Dr. Eddie Glaude Jr., a Princeton Professor said it best talking about what Progressives and millennials are fighting for and whether it is plausible. He said the following.

I think part of what’s happening is that the traditional spectrum of our politics has changed. Often times the categories, Progressive, Conservative, Centrist might not actually map on to what’s happening on the ground. It’s much more complicated, much more fluid.

I think the idea of expanding the pie and dividing the pie. … Most Progressives are thinking that the expansion of the pie involves the top one percent, the top one-tenth percent, taking all of the expansion. We have to address fundamentally that the economy is not working for everyday ordinary folk in a way that it should.

Markets don’t determine what we value. The markets reflect what we value. And it is not about rejecting capitalism as such. It’s about building a society that reflects the value of every everyday ordinary people in our society. And I think that argument has to be had.”

The age of Reagan is collapsing,” Glaude said. “What will take its place? That is the question we are grappling with.
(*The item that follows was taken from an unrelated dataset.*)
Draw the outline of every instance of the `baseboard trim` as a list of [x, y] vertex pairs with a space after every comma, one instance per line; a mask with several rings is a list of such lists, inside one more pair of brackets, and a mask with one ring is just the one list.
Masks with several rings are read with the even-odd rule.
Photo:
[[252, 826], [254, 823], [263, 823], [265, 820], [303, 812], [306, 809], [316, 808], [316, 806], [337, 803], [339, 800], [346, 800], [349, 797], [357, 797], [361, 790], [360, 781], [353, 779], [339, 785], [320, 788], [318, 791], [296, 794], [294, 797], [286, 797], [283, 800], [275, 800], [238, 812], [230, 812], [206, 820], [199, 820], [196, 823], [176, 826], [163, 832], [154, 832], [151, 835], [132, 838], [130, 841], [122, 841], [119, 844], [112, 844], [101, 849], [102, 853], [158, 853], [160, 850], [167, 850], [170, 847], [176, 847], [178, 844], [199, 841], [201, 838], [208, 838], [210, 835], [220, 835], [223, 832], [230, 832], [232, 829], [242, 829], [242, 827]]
What is ironic is that many who claim to be against what Reagan represented do not realize that they are playing the game he intended them to play and that is why the pilfering is as longlasting as it is. He changed the vernacular. He made what is right and plausible seem unattainable. Real Progressives and millennials will not be played. It will do well for the Democratic Party, the current residence of Progressives, to wake up. Progressives will not remain just the left rail of a track going nowhere they want to go. They want a detour but given their current state, a derailment ain’t all that bad.